Functional oxide membranes with a freestanding form have the potential for applications in flexible devices. However, the currently used materials have been limited to perovskite structural systems.

Prof. LU Nianpeng's group from the Institute of Physics of the Chinese Academy of Sciences synthesized a new hexagonal BaAl₂O₄ film, which is a hexagonal structure completely different from cubic or tetragonal material systems. The study was published in Nature Materials.

This BaAl₂O₄ film is a hexagonal structure greatly different from cubic or tetragonal materials, which can be widely used to exfoliate the six-fold and three-fold symmetric membranes. It can dissolve rapidly in water within a sub-minute, and remains highly stable against air, oxygen and ammonia, even at high temperatures. The combination of fast water solubility and exceptional thermal and chemical stability allows in-situ and ex-situ growth of high-quality functional films.

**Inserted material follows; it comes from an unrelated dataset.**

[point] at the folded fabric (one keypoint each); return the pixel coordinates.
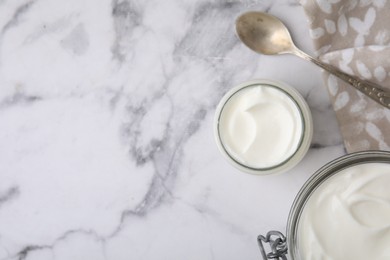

By using this hexagonal BaAl₂O₄ as a water-soluble sacrificial layer, researchers fabricated a broad range of freestanding membranes, including the multiferroic material YMnO₃, lithium-ion battery cathode LiCoO₂, antiferromagnetic oxide α-Fe₂O₃, field effect channel material In₂O₃, typical p-type semiconductor NiO, ultra-wide bandgap semiconductor β-Ga₂O₃, and superconducting nitride TiN.

During the film growth, researchers revealed a unique interfacial strain relaxation mechanism between the films and the substrate, which guaranteed the high-crystallinity of the grown films and the corresponding freestanding membranes.

The application of exfoliated membrane is illustrated by the wide bandgap semiconductor β-Ga₂O₃. The fabricated flexible solar-blind photodetectors from the high-quality β-Ga₂O₃ membranes have good performance and excellent mechanical flexibility, achieving a large photo-to-dark current ratio (10⁴) and a very high detection responsivity (3.79×10³ mA/W).